Mayor Bill de Blasio announced Tuesday a plan to "guarantee health care to all New Yorkers".

"Health care is a human right. We're going to have a lot of people going to work sick and making everyone else sick", Mr.de Blasio said on MSNBC's "Morning Joe" program.

The city said it would also "double down" on its efforts to increase enrollment in MetroPlus, which provides free or affordable health insurance that connects insurance-eligible New Yorkers to a network of providers that includes NYC Health + Hospitals' 11 hospitals and 70 clinics.

The $100 million plan, dubbed "NYC Care", is created to provide health insurance for the 600,000 New Yorkers who have either opted out of purchasing insurance, can not afford the premiums available on the state's health-care exchange, or are ineligible for coverage because they are not citizens of the United States.

"As property taxes continue to rise at an unprecedented and unsustainable speed, impacting homeowners and renters alike, Mayor de Blasio continues to look for ways to spend their hard earned money by placing a heavier burden on the hardworking taxpayers of this city", said Republican Assemblywoman Nicole Malliotakis, who challenged de Blasio in the last election.

The programs will cost the city an estimated $100 million a year to operate.

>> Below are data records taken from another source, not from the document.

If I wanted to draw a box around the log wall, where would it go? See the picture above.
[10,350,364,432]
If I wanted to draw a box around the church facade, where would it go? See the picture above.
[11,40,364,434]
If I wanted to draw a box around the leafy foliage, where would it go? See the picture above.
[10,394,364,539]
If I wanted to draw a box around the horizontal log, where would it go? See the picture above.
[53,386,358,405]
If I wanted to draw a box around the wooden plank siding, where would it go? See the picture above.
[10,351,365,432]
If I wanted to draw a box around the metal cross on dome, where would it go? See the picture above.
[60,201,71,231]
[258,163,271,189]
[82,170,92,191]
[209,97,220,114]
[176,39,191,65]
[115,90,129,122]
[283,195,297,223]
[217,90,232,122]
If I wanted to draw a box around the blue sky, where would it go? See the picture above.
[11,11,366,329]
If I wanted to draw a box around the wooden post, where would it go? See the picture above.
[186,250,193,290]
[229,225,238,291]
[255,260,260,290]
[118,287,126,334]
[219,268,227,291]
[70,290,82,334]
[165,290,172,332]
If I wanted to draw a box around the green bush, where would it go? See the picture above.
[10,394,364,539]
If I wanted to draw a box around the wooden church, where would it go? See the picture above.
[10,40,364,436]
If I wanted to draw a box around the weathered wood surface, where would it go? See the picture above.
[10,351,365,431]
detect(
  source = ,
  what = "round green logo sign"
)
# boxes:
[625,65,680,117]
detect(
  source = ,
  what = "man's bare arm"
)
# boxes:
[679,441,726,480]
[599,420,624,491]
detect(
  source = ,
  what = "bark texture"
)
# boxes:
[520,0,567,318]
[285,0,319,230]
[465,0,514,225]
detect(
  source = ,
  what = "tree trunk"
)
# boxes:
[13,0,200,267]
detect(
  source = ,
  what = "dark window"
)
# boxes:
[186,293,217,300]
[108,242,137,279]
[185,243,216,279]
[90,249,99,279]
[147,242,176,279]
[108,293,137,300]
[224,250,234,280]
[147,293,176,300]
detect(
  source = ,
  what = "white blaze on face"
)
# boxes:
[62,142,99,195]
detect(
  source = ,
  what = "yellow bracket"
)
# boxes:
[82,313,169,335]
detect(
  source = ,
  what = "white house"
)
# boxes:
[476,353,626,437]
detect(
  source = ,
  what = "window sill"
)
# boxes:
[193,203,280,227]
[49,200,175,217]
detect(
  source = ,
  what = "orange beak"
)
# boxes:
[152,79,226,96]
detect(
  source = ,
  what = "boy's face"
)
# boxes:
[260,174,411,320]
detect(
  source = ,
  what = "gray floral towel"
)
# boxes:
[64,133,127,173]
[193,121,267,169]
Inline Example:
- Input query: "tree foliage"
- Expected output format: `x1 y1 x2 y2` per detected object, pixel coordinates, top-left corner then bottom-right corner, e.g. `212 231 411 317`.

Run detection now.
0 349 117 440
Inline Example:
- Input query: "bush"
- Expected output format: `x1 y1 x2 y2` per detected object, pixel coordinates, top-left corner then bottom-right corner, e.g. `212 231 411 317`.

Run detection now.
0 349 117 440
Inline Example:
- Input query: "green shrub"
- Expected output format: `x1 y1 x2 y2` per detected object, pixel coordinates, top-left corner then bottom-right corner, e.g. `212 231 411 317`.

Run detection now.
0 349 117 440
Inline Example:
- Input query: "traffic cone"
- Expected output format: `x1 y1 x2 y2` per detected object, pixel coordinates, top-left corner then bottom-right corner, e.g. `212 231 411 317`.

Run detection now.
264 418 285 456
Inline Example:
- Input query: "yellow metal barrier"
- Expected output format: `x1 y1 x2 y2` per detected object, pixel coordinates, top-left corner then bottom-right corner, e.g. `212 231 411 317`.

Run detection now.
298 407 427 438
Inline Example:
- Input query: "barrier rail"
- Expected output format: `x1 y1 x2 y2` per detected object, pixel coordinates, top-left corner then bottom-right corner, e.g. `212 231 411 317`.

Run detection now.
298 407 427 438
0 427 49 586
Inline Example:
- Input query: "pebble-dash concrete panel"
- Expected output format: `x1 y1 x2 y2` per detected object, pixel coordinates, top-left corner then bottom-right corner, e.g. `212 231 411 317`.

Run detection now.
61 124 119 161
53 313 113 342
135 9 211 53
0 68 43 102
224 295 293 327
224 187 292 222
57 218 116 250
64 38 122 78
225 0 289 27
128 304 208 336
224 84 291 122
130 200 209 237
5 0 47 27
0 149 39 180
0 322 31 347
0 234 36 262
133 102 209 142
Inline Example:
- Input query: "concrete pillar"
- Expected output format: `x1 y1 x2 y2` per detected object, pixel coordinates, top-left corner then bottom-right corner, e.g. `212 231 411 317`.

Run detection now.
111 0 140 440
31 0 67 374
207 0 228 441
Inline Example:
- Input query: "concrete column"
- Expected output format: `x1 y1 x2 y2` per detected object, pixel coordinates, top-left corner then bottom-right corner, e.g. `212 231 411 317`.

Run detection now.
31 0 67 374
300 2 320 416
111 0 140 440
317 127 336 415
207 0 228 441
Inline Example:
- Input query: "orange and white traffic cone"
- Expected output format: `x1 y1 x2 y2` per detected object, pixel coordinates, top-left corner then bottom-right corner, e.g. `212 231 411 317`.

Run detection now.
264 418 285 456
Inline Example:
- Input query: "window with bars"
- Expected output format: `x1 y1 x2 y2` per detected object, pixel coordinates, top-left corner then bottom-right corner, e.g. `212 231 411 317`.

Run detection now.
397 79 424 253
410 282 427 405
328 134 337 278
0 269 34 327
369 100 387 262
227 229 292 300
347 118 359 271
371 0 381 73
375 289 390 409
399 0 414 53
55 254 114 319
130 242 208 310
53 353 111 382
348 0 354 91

"The Mayor must stop abusing the middle class and treating us like his personal ATM", Assemblywoman Nicole Malliotakis said (R-Staten Island). No one should go without the health care they need. The mayor's office was quick to say their plan, to be called NYC Care, would not be a substitute for any universal health care at the state level or a national single-payer plan.


De Blasio makes it sound as though illegal immigrants have not been able to get health care until now.

The program, NYC Care, will launch this summer in the Bronx.

He also said the plan was unfair to city employees as the city is trying to save on health care costs.

On Twitter, De Blasio wrote that there would be a public option and a new program called NYC Care.

'Emergency rooms are the default health care provider for so many people in this country. First we're getting you your health care. "That's the ideal, that what we need", de Blasio said. We're doing the opposite.

De Blasio said the city will make NYC Care "seamless" so that "people are encouraged to get the health care they actually need and never get to the point where they end up in the emergency room".

The tendency of a segment of the population to avoid the health-care system until a critical moment, relying in effect on emergency rooms for primary care, has been the knottiest problem in public health for decades. We just have to keep working at it!